Сижу один, на диване с газетой, передо мной посреди комнаты два столика, заваленные бумагами, спинка стула, чехол от машинки, дальше — шкаф. Я был в открытом, открытом, открытом море. Что здесь можно сделать? Сострадание? Я буду сострадать здесь, а они — там… Любовь? Я буду любить здесь, а они — там… Если бы мы так не разминулись… Сильный ветер, темные массы воды в необузданном кипении бросаются и перекатываются, тонут друг в друге; перепаханная ширь, пространство неуемного движения, ни кусочка земли, ни огонька, и только там, там, там, в «Кверанди», та, избранная, рука… к чему она?
Я очень боюсь черта. Странное признание из уст маловера. От мысли о черте я не в состоянии избавиться… Это блуждание жути в непосредственной близости от меня… Что толку в полиции, в наличии прав, в страховках и мерах предосторожности, если Чудище свободно ходит среди нас и ничто не в состоянии защитить нас от него; ничего, ничего, никакой преграды между ним и нами. Его рука меж нас имеет полную свободу, она свободнее всех остальных рук! Что разделяет блаженство праздного гуляки и подземелья, вопиющие голосам мучеников, — что? — абсолютно ничего, пустое пространство… Та земля, по которой мы ступаем, до такой степени покрыта болью, что мы бродим по колено в боли, и это — боль сегодняшняя, вчерашняя, позавчерашняя, боль тысячелетней давности, и не стоит питать иллюзии: боль не растворяется во времени и детский крик тридцать веков назад ничуть не меньше того крика, что раздался позавчера. Это боль всех поколений и всех существ, а не только человека. И наконец… кто вам сказал, что, освобождая от мира сего, смерть может принести вам хоть какое-то умиротворение? «А если там сплошь пауки?» А если там такая боль, которая далеко превосходит все, что мы только можем представить? Мы не очень дрожим перед той минутой, а все потому, что предаемся иллюзорной уверенности, что за той стеной нас не встретит нечто, что окажется совершенно нечеловеческим, — откуда эта уверенность? Что дает нам право так думать? Разве в лоне этого, нашего, света не содержится некий недоступный человеку адский принцип, который невозможно постичь ни разумом, ни чувством человеческим? Где же гарантия, что тот свет будет более человечным? А может, он является воплощением не-человечности, абсолютным отрицанием нашей природы? Но мы в нашем сознании не можем принять это, поскольку человек — и это точно — по природе своей не в состоянии понять зло.

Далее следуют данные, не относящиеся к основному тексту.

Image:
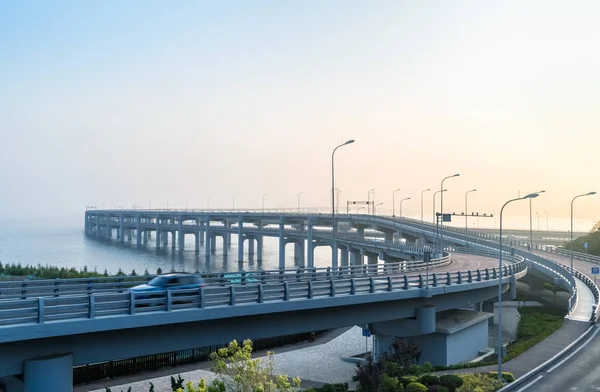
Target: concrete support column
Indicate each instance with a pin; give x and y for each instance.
(121, 229)
(251, 246)
(259, 241)
(281, 246)
(344, 260)
(310, 247)
(240, 241)
(158, 231)
(49, 374)
(355, 257)
(360, 233)
(299, 253)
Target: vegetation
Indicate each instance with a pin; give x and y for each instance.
(395, 372)
(52, 272)
(593, 240)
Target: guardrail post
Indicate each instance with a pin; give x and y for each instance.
(131, 303)
(231, 295)
(169, 302)
(91, 306)
(202, 297)
(260, 294)
(40, 310)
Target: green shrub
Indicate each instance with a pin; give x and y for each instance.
(408, 379)
(478, 382)
(416, 387)
(391, 384)
(508, 377)
(429, 379)
(437, 388)
(451, 381)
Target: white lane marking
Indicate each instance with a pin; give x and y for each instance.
(575, 352)
(530, 384)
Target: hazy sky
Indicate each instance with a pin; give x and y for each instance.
(121, 102)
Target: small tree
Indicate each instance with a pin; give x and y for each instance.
(240, 373)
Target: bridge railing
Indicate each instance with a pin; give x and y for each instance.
(56, 287)
(44, 310)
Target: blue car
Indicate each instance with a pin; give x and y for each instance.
(173, 282)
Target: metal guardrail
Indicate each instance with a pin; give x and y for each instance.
(59, 287)
(44, 310)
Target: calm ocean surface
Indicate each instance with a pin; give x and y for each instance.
(64, 244)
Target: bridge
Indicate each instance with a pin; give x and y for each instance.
(50, 328)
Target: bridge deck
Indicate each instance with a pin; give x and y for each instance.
(585, 302)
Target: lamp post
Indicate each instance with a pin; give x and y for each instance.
(333, 244)
(435, 193)
(584, 194)
(499, 348)
(424, 190)
(466, 210)
(407, 198)
(531, 226)
(369, 199)
(394, 202)
(442, 208)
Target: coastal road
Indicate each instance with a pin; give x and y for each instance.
(576, 372)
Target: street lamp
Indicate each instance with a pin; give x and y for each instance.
(531, 226)
(435, 193)
(408, 198)
(424, 190)
(585, 194)
(466, 210)
(394, 202)
(333, 244)
(442, 209)
(499, 349)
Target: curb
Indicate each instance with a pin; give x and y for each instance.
(527, 376)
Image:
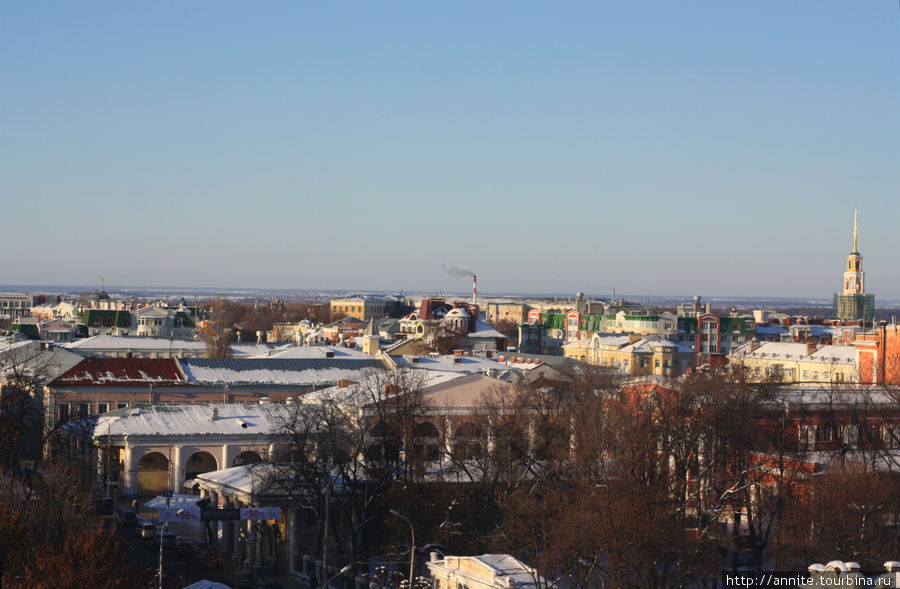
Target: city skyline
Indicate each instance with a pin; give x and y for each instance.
(698, 149)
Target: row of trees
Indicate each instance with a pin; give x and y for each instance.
(587, 479)
(48, 519)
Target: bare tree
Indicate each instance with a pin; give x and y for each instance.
(218, 335)
(349, 446)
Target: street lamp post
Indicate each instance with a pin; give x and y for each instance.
(412, 548)
(346, 569)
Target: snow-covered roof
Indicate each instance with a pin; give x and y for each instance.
(122, 371)
(173, 420)
(832, 397)
(797, 351)
(499, 570)
(648, 344)
(485, 330)
(314, 352)
(834, 355)
(426, 378)
(451, 363)
(274, 371)
(125, 343)
(243, 479)
(468, 391)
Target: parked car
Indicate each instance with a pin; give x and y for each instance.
(127, 518)
(104, 505)
(147, 530)
(184, 545)
(246, 580)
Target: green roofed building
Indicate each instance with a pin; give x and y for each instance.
(854, 304)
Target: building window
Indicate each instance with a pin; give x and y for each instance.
(64, 411)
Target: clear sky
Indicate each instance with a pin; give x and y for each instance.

Точка. Хотелось бы верить, что там, в «Кверанди», нет ничего такого, что выходило бы за рамки самой обычной обыденности, а впрочем, у меня и оснований никаких нет для этого предположения… но наличие зла делает мое существование чем-то столь рискованным… столь тревожным… столь подверженным дьявольским козням… что мне трудно было бы хоть в чем-нибудь увериться, тем более что отсутствие данных в этом случае имеет ровно то же значение, что и их обилие.
18.30
Ну и смех с этим Леоном Блуа! Как-то раз он записал в своем дневнике, что под утро его разбудил ужасный крик, несущийся как будто из бездны. Он не сомневался, что это крик души, осужденной на вечные муки, пал на колени и предался горячей молитве.
На следующий день он пишет: «Ах, теперь я знаю, что это была за душа. Газеты сообщают, что вчера умер Альфред Жарри, как раз в этот самый час и минуту, когда до меня донесся крик…»
А теперь для контраста: посмеемся с Альфредом Жарри! Чтобы отомстить Господу Богу, он попросил зубочистку и, ковыряя ею в зубах, умер.
Но я предпочитаю его Блуа, которого Бог обеспечивал «абсолютным» превосходством перед другими смертными. Блуа отлично находил выход своей энергии во Всевышнем.
Средневековый ум, средневековая душа? Во времена Карла Великого роль интеллигенции была прямо противоположной тому, что есть сейчас. Тогда интеллигент был подчинен мысли коллективной (Церкви), а по собственному разумению думал человек простой — думал эмпирически, адогматически — решая практические, жизненные проблемы… Сегодня все наоборот… Освобождение интеллигенции уже больше ничего не… (как хочет коммунизм)… Пора идти к J.